Thursday, December 11, 2014

Countdown to Christmas: 16 Days Letting My Community Down

I attended an annual Christmas party at our local museum.

I had just come from work two hours away, and after trying on four "holiday" outfits that no longer fit, I changed back into my rumpled, non-festive work clothes, added a Santa pin, and headed to the party.

There is always great food at this particular party and I must admit that the yearly membership dues are well worth the bellying up to the trough to support our museum.

I live in a relatively small and close-knit town, so I tend to know a lot of people through my previous involvement with my community.

But as I visited with other guests that I literally had not seen since last year's party, I realized that my participation in my community was seriously laking.

I haven't been to church in a few years.

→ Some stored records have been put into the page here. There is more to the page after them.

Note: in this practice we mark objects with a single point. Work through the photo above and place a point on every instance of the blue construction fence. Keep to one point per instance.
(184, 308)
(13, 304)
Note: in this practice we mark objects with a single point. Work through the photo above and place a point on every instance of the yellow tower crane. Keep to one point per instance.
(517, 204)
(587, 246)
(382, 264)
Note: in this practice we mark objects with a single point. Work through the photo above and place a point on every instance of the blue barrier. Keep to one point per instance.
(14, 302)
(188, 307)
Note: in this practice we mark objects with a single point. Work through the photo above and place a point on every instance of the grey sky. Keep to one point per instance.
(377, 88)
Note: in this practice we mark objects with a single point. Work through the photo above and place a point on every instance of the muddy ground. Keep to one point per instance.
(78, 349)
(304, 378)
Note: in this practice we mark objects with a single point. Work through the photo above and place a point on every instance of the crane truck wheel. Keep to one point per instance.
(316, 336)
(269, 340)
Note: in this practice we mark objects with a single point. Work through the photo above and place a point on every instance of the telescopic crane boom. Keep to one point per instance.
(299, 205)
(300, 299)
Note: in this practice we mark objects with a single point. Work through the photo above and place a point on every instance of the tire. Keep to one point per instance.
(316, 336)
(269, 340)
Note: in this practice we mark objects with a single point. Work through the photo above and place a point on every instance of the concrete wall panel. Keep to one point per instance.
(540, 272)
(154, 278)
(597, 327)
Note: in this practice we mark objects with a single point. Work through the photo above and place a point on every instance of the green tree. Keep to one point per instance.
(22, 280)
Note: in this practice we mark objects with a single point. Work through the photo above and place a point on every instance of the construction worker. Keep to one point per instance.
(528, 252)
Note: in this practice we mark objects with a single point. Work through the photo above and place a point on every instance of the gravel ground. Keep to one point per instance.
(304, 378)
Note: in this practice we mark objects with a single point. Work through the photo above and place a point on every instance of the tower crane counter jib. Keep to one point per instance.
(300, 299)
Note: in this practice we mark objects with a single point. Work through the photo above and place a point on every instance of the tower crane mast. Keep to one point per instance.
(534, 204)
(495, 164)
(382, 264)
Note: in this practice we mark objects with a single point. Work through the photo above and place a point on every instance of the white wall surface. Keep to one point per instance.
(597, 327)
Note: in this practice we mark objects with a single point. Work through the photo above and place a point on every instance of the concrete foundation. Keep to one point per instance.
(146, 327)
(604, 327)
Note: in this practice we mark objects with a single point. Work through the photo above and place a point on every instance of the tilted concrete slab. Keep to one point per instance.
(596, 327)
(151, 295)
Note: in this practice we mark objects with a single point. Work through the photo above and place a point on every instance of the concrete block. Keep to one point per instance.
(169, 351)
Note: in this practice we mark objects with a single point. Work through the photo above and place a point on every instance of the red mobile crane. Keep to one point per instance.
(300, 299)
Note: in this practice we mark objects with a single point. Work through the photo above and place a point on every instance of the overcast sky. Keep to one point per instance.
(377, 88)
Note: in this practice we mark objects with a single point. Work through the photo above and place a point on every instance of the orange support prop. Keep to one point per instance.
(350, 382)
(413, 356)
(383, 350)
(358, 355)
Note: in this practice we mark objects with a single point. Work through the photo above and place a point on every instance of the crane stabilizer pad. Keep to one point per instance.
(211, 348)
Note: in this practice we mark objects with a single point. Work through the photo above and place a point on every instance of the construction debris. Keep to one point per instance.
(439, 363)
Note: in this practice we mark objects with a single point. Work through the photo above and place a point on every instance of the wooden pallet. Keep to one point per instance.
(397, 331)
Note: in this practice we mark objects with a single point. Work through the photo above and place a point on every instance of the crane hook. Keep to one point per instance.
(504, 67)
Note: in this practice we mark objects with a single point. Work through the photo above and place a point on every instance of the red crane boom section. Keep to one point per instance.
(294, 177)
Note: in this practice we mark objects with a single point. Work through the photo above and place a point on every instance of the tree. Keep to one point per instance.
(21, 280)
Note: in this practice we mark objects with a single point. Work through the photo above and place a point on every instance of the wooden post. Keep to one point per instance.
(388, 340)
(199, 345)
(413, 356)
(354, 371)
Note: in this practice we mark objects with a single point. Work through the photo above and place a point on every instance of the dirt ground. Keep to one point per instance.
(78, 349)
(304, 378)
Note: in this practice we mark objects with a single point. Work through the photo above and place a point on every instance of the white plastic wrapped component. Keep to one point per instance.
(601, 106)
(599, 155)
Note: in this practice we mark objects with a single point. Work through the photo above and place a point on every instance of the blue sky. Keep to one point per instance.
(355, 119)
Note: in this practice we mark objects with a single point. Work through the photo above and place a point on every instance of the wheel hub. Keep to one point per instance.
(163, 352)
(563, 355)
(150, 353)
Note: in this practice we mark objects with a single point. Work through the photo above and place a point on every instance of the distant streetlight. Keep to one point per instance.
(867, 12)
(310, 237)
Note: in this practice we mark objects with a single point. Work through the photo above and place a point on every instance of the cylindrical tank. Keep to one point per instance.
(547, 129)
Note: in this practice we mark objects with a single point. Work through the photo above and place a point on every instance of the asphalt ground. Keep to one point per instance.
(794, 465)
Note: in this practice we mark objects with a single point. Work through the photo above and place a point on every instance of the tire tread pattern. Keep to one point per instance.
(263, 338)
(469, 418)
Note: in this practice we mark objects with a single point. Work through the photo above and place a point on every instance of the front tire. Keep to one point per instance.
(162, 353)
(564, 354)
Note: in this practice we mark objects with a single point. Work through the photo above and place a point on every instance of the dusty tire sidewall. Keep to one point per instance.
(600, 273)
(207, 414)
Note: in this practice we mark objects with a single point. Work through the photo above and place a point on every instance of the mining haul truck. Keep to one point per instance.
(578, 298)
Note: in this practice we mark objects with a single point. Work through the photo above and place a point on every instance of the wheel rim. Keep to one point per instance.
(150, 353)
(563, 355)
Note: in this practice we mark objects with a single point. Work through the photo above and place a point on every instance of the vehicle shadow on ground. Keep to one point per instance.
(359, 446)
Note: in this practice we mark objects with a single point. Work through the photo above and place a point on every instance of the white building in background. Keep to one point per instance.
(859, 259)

Really, since my father died. Just a few days after he passed, I sang with my church's choir as we performed Handel's Messiah. Some of my choir members were surprised to see me there so I told them I was doing this for my father.

Shortly after that, hot flashes made being draped in a polyester robe unbearable and the fibromyalgia and arthritis pain made sitting in the pews equally distressing.

To make matters worse, I began to loose, not only my voice due to chronic bronchitis, but my spirit as well.

I would sit there in church disagreeing with most of what my pastor was saying. This was very upsetting to me and I was really having a hard time sorting it all out. Without proper "spiritual" guidance, I simply drifted away.

Then there was the occasion where our congregation were prompted to read aloud a promise of our financial support for exorbitant building funds  on what I deemed an unneeded addition to our church.

From my perch in the choir loft, I looked out over something I felt had been conjured from of a demonic horror film as the congregation droned out some form of a Gregorian chant that completely unnerved me. This was the same congregation that I had observed from a seat in the choir loft just a few month before, that held aloft small glowing candles, there faces lit like a chorus of angels as they sang Silent Night at the Christmas Eve service.

I stopped going to church after that.

My lack of church attendance went unnoticed by my pastor, but the occasional email and phone call from my choir director was really the only encouragement I had to return. However, when I did show up for an Easter service...I looked over at my husband and told him that I could no longer be spiritually lead by this particular pastor. Unfortunately, due to health reasons, the pastor resigned shortly after that, but I still have not returned to my church to meet our new pastor.

My involvement with my community dwindled because most of the people I volunteered with were also church members or of that ilk that would quickly criticize my fall from Grace.

This was a journey and I had to take along.

I just wish someone could have stepped up to help my youngest son.

I learned the hard way that no matter how much you do for your community or church, when you need THEM...

This isn't the best way to embrace the Christmas holidays and attending a wonderful gathering at our museum should not leave me feeling so forlorn.

But this is how it is for so many people during this time of year.

Be kind to one another. Offer not only merriment to the poor, but to those who are poor in spirit.